In fine, j'aurais pu enchaîner sur les extinctions de voix de Gaëlle. Je regrette d'ailleurs cette époque, où l'on pouvait sans remords la confondre avec un pingouin (non ma chérie, tu connais la règle, "pas de bras..."). Mais elle a eu le mauvais goût d'en souffrir en 2004, ce qui m'oblige à invoquer l'alibi douteux du travail restant à accomplir pour cacher que je n'ai pas d'autre exemple de maladie rare à vous soumettre. En même temps, on n'est qu'en semaine 6 (executive language).

 

Jeudi 3 février 2005
Il paraît que Cédric Klapisch va sortir la suite de l'Auberge Espagnole ; ça s'appelle Les Poupées Russes et c'est annoncé pour la mi-juin 2005. Ce sera un peu avec les mêmes gens, mais cinq ans après, et plus à Barcelone mais à Saint Petersbourg...
Et puis encore après, cinq ans après, il y aura Casse-Tête Chinois. Ce devrait aussi être avec un peu les mêmes gens, mais encore plus longtemps après que Les Poupées Russes. Je sais pas encore trop où ça se passera, par contre, les suppositions sont ouvertes.
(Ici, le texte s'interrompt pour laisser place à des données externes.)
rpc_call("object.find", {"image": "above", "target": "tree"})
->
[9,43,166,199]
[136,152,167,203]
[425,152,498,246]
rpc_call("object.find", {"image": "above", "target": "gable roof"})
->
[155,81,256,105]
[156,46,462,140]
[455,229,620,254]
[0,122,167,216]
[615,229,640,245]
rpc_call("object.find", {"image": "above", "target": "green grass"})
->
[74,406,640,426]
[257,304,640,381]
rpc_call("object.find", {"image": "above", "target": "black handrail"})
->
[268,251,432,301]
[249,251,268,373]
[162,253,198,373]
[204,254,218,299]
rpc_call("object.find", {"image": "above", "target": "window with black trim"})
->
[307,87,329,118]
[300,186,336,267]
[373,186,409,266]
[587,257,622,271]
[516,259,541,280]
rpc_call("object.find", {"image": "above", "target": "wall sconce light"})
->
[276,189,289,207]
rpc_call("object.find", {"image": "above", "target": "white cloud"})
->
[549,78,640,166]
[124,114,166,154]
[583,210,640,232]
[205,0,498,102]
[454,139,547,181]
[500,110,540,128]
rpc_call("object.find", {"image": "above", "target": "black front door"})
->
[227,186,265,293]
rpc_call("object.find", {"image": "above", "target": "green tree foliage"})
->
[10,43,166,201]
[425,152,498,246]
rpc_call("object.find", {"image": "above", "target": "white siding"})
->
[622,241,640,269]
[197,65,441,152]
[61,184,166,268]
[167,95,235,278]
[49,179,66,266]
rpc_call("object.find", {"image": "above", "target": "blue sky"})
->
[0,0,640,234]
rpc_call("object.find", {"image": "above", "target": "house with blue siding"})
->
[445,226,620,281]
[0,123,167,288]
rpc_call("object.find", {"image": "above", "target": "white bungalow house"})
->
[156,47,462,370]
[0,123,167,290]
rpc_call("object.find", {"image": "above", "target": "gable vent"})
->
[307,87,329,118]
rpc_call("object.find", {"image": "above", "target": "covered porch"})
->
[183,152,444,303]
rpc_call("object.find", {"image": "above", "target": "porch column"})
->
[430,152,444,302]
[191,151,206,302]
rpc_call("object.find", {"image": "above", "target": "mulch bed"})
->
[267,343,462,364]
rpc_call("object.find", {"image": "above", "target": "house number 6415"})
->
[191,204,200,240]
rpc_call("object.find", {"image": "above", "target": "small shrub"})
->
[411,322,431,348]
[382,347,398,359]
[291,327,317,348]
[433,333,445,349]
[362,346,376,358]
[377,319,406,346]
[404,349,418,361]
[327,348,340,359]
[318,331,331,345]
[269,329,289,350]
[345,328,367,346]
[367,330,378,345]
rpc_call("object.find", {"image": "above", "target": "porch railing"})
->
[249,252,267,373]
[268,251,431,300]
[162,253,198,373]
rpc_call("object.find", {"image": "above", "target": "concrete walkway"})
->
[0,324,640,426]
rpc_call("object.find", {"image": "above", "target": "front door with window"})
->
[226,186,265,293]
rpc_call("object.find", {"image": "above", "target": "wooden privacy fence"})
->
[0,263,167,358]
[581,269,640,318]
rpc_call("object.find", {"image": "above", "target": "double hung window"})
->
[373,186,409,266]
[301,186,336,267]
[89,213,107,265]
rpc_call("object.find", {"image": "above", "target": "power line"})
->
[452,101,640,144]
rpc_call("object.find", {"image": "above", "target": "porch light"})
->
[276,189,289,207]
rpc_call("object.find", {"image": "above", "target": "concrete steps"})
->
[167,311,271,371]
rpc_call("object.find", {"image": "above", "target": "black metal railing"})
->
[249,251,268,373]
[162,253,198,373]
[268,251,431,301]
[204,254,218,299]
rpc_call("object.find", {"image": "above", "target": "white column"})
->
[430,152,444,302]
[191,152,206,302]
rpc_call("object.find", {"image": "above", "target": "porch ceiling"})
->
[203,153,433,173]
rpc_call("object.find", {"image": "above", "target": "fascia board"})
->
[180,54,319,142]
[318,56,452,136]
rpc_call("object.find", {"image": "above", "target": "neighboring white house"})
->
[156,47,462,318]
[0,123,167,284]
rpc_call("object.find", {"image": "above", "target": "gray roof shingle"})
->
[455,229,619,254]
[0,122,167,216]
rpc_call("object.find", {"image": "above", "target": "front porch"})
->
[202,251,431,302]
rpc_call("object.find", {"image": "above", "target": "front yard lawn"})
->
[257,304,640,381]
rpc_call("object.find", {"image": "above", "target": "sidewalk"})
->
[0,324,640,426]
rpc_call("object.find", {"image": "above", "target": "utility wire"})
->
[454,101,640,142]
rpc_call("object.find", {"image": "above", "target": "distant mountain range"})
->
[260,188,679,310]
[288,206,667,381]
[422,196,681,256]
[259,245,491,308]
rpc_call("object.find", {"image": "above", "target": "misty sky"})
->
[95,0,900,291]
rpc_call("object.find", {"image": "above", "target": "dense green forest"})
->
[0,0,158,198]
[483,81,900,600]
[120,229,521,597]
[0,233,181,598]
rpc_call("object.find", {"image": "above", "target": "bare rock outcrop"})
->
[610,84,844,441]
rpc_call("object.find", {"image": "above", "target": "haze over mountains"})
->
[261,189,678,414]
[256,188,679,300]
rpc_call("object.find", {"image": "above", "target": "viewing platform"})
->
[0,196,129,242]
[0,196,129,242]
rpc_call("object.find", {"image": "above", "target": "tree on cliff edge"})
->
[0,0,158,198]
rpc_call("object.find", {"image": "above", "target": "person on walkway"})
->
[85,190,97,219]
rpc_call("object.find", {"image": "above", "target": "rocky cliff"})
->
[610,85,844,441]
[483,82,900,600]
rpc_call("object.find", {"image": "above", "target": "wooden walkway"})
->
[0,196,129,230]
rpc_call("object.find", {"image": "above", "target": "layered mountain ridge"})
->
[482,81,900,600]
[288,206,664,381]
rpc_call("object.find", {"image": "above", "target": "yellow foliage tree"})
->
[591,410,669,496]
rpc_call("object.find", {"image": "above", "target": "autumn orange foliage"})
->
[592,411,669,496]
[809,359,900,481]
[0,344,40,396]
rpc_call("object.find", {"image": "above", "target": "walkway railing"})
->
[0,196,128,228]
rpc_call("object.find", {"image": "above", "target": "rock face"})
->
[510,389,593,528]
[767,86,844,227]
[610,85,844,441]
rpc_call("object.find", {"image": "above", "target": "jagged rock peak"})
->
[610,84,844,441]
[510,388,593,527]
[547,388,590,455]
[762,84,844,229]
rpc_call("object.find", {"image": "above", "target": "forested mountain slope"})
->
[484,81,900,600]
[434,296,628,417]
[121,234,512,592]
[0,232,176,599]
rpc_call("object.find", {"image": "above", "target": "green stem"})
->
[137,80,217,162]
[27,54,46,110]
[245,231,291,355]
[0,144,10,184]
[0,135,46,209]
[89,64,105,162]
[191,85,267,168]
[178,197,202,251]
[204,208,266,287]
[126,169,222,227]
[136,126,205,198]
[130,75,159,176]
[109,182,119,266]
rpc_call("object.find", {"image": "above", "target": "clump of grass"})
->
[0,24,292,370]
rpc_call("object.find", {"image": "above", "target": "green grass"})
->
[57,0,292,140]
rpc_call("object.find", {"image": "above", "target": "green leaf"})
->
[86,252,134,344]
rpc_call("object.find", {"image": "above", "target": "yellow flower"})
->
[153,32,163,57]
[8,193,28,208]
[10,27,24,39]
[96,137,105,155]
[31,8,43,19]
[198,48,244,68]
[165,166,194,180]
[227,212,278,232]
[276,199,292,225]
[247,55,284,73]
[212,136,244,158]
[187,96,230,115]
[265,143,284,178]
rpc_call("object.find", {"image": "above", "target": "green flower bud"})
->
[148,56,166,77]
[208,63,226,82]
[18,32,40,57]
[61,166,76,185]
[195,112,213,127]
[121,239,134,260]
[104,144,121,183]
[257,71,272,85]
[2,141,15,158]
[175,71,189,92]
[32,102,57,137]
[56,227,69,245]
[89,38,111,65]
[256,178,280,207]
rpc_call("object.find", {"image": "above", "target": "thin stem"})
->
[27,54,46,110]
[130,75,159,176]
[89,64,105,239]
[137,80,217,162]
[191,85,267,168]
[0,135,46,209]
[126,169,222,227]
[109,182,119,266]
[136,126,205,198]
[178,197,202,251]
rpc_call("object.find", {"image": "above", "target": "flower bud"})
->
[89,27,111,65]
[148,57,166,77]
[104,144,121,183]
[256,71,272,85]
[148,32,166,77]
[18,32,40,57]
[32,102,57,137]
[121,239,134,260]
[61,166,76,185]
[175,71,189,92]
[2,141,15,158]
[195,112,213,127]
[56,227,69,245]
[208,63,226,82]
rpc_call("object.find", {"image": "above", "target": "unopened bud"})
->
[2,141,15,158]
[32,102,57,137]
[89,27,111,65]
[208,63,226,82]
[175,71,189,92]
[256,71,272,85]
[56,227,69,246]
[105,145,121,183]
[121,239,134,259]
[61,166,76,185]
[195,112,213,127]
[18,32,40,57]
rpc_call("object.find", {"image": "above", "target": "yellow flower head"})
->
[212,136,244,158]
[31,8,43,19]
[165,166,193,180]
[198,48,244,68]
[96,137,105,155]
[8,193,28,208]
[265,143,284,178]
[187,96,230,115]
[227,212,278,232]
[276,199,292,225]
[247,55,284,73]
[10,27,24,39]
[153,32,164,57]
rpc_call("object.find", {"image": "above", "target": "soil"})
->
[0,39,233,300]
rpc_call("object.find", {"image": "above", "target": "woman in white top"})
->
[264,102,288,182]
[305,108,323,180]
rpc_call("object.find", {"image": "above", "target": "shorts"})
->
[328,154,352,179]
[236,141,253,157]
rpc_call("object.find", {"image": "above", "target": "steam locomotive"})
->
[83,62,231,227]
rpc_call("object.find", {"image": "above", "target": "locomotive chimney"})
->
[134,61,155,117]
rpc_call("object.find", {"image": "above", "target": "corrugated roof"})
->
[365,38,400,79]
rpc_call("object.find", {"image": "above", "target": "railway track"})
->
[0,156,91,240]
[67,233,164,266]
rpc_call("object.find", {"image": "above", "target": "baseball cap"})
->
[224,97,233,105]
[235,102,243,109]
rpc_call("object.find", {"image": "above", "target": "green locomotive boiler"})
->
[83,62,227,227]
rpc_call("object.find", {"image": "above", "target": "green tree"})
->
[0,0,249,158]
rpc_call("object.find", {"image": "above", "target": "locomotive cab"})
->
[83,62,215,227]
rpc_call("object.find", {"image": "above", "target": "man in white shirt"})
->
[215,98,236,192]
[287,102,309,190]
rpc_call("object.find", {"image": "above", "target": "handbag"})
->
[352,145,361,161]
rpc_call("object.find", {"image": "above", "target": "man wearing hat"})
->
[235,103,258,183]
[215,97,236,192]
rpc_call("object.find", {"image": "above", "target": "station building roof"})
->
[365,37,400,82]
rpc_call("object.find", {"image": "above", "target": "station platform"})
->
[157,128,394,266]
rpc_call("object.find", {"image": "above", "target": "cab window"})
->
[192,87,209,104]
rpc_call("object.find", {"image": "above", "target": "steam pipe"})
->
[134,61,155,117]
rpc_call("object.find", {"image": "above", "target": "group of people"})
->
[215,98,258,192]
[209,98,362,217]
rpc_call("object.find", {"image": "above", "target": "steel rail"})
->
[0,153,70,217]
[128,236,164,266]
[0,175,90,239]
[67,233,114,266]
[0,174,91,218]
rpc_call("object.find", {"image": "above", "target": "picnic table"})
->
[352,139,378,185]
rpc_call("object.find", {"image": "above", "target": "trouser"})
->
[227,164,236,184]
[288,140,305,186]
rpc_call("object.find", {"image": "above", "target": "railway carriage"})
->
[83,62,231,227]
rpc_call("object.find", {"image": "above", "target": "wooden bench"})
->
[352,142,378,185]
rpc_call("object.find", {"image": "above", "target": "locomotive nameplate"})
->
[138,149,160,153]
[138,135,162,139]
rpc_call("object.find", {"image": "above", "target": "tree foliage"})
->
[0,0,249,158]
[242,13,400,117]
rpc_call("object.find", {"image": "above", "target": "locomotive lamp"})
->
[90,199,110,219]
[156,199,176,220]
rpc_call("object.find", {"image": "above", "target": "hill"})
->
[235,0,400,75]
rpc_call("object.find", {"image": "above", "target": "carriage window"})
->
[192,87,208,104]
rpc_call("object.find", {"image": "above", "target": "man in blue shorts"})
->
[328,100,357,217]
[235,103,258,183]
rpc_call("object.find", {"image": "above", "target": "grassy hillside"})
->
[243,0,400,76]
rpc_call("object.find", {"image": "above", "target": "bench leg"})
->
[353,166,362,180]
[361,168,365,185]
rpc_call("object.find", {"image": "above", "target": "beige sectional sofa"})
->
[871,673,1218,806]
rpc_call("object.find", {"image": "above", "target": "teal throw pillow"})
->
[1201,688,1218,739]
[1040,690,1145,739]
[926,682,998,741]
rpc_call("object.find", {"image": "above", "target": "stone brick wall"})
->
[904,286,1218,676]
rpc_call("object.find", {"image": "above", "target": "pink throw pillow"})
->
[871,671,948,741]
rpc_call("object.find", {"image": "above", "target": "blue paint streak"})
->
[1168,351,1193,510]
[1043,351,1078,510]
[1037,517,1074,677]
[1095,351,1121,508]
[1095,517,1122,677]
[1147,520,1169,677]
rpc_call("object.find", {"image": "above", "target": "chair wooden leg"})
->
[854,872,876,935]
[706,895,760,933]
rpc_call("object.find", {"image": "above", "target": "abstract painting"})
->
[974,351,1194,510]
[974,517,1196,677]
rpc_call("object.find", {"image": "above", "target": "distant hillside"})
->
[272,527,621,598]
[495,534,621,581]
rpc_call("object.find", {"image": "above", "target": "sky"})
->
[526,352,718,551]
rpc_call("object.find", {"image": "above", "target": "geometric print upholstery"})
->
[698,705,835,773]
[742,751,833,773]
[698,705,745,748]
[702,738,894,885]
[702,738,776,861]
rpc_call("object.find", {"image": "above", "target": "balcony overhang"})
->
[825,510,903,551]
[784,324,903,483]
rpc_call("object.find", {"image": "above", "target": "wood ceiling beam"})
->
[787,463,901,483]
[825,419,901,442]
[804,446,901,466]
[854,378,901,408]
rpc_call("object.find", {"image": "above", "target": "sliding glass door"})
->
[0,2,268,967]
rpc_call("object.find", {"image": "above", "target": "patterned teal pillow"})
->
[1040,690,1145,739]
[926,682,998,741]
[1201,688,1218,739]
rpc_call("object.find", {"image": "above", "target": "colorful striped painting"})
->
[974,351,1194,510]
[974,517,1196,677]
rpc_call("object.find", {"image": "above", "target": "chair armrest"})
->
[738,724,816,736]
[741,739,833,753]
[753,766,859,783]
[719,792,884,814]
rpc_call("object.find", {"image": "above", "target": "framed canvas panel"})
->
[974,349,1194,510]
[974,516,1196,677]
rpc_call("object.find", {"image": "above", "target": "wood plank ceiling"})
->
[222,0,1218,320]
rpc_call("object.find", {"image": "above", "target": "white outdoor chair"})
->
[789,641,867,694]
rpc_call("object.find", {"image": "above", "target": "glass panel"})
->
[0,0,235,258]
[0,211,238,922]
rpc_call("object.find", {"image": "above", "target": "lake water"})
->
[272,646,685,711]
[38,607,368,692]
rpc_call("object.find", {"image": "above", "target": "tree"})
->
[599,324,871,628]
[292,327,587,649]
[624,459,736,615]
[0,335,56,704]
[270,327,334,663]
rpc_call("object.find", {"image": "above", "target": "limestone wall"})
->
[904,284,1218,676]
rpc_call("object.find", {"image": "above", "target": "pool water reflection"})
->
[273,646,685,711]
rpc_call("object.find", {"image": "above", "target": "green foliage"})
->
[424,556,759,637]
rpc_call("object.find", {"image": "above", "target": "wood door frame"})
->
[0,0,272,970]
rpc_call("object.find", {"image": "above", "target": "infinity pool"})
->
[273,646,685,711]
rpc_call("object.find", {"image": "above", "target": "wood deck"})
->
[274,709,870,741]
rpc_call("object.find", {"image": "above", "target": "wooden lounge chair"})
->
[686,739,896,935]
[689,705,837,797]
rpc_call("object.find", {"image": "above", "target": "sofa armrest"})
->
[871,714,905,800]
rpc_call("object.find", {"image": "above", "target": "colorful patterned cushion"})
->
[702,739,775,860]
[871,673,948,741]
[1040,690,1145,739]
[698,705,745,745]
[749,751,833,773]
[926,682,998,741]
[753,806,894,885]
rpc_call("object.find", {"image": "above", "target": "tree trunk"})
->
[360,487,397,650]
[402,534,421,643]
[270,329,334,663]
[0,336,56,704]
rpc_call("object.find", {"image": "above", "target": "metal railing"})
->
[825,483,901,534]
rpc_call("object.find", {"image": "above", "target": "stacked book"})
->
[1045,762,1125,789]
Et puis aussi, dans vingt ans, on aura une autre trilogie : ça nous parlera des parents de chacun des protagonistes, chantonnant et virevoltant innocemment dans la campagne de leurs plats ou pas plats pays respectifs. Ca nous expliquera, enfin, depuis le temps qu'on se le demandait, comment lesdits parents ont éduqué leurs enfants dans l'amour de la construction européenne et de la colocation.

Moi dans tout ça, je me demande comment Romain Duris est passé du côté obscur de la force.